The DISCRIM Procedure

Input Data Sets

Subsections:

DATA= Data Set
TESTDATA= Data Set

DATA= Data Set

When you specify METHOD=NPAR, an ordinary SAS data set is required as the input DATA= data set. When you specify METHOD=NORMAL, the DATA= data set can be an ordinary SAS data set or one of several specially structured data sets created by SAS/STAT procedures. These specially structured data sets include the following:

TYPE=CORR data sets created by PROC CORR by using a BY statement
TYPE=COV data sets created by PROC PRINCOMP by using both the COV option and a BY statement
TYPE=CSSCP data sets created by PROC CORR by using the CSSCP option and a BY statement, where the OUT= data set is assigned TYPE=CSSCP with the TYPE= data set option
TYPE=SSCP data sets created by PROC REG by using both the OUTSSCP= option and a BY statement
TYPE=LINEAR, TYPE=QUAD, and TYPE=MIXED data sets produced by previous runs of PROC DISCRIM that used both METHOD=NORMAL and OUTSTAT= options

When the input data set is TYPE=CORR, TYPE=COV, TYPE=CSSCP, or TYPE=SSCP, the BY variable in these data sets becomes the CLASS variable in the DISCRIM procedure.

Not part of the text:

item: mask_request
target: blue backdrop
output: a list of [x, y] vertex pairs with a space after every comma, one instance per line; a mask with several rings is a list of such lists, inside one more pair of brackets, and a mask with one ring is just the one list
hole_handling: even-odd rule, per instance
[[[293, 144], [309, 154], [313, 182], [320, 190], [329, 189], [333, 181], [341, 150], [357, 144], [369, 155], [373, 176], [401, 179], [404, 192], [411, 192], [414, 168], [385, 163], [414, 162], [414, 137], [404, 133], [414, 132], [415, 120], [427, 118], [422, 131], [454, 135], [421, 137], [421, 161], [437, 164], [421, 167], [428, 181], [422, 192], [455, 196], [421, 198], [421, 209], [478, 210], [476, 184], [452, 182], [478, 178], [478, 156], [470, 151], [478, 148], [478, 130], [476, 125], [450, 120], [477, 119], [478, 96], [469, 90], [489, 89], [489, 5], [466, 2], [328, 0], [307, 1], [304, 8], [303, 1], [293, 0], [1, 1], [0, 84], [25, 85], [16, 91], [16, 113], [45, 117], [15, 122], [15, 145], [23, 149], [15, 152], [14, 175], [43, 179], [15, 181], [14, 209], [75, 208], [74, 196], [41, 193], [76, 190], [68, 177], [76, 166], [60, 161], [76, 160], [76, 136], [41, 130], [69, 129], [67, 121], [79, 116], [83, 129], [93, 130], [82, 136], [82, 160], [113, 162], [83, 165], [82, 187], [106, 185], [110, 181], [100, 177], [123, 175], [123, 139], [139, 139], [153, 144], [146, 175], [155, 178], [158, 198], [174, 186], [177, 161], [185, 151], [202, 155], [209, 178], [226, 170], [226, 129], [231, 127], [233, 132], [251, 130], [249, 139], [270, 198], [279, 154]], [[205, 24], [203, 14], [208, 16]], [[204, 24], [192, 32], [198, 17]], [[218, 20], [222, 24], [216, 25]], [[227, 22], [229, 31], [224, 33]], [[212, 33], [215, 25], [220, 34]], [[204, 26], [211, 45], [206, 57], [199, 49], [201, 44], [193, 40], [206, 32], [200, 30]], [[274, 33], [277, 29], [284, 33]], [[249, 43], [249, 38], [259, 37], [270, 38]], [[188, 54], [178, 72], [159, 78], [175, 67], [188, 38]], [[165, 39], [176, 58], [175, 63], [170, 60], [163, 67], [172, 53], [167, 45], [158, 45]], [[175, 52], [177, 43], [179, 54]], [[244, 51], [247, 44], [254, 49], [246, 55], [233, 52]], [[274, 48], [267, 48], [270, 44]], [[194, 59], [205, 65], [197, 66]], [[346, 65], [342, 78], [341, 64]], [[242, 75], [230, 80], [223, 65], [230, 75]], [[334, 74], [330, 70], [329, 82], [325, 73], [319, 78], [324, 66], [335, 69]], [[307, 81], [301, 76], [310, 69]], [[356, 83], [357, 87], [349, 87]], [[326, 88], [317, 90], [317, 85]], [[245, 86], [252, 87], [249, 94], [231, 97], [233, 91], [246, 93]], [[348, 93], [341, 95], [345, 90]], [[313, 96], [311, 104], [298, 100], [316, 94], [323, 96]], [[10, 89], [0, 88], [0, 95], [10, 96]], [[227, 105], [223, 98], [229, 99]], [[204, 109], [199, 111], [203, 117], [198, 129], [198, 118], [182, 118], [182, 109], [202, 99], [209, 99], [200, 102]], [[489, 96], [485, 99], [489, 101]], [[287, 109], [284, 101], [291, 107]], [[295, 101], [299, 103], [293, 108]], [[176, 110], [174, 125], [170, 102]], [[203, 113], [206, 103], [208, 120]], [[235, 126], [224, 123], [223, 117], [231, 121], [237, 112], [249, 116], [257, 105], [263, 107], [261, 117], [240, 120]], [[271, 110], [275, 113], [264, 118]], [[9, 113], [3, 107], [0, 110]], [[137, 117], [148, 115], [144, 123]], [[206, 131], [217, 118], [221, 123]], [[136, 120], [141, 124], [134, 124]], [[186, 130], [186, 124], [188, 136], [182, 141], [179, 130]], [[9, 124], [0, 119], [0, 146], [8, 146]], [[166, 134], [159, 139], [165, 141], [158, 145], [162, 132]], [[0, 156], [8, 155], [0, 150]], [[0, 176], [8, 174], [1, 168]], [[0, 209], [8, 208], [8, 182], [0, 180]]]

When the input data set is TYPE=CORR, TYPE=COV, or TYPE=CSSCP, then PROC DISCRIM reads the number of observations for each class from the observations with _TYPE_=’N’ and reads the variable means in each class from the observations with _TYPE_=’MEAN’. Then PROC DISCRIM reads the within-class correlations from the observations with _TYPE_=’CORR’ and reads the standard deviations from the observations with _TYPE_=’STD’ (data set TYPE=CORR), the within-class covariances from the observations with _TYPE_=’COV’ (data set TYPE=COV), or the within-class corrected sums of squares and crossproducts from the observations with _TYPE_=’CSSCP’ (data set TYPE=CSSCP).

When you specify POOL=YES and the data set does not include any observations with _TYPE_=’CSSCP’ (data set TYPE=CSSCP), _TYPE_=’COV’ (data set TYPE=COV), or _TYPE_=’CORR’ (data set TYPE=CORR) for each class, PROC DISCRIM reads the pooled within-class information from the data set. In this case, PROC DISCRIM reads the pooled within-class covariances from the observations with _TYPE_=’PCOV’ (data set TYPE=COV) or reads the pooled within-class correlations from the observations with _TYPE_=’PCORR’ and the pooled within-class standard deviations from the observations with _TYPE_=’PSTD’ (data set TYPE=CORR) or the pooled within-class corrected SSCP matrix from the observations with _TYPE_=’PSSCP’ (data set TYPE=CSSCP).

When the input data set is TYPE=SSCP, the DISCRIM procedure reads the number of observations for each class from the observations with _TYPE_=’N’, the sum of weights of observations for each class from the variable INTERCEP in observations with _TYPE_=’SSCP’ and _NAME_=’INTERCEPT’, the variable sums from the analysis variables in observations with _TYPE_=’SSCP’ and _NAME_=’INTERCEPT’, and the uncorrected sums of squares and crossproducts from the analysis variables in observations with _TYPE_=’SSCP’ and _NAME_=’variablenames’.

When the input data set is TYPE=LINEAR, TYPE=QUAD, or TYPE=MIXED, then PROC DISCRIM reads the prior probabilities for each class from the observations with variable _TYPE_=’PRIOR’.

When the input data set is TYPE=LINEAR, then PROC DISCRIM reads the coefficients of the linear discriminant functions from the observations with variable _TYPE_=’LINEAR’.

When the input data set is TYPE=QUAD, then PROC DISCRIM reads the coefficients of the quadratic discriminant functions from the observations with variable _TYPE_=’QUAD’.

When the input data set is TYPE=MIXED, then PROC DISCRIM reads the coefficients of the linear discriminant functions from the observations with variable _TYPE_=’LINEAR’. If there are no observations with _TYPE_=’LINEAR’, then PROC DISCRIM reads the coefficients of the quadratic discriminant functions from the observations with variable _TYPE_=’QUAD’.

TESTDATA= Data Set

The TESTDATA= data set is an ordinary SAS data set with observations that are to be classified. The quantitative variable names in this data set must match those in the DATA= data set. The TESTCLASS statement can be used to specify the variable containing group membership information of the TESTDATA= data set observations. When the TESTCLASS statement is missing and the TESTDATA= data set contains the variable given in the CLASS statement, this variable is used as the TESTCLASS variable. The TESTCLASS variable should have the same type (character or numeric) and length as the variable given in the CLASS statement. PROC DISCRIM considers an observation misclassified when the value of the TESTCLASS variable does not match the group into which the TESTDATA= observation is classified.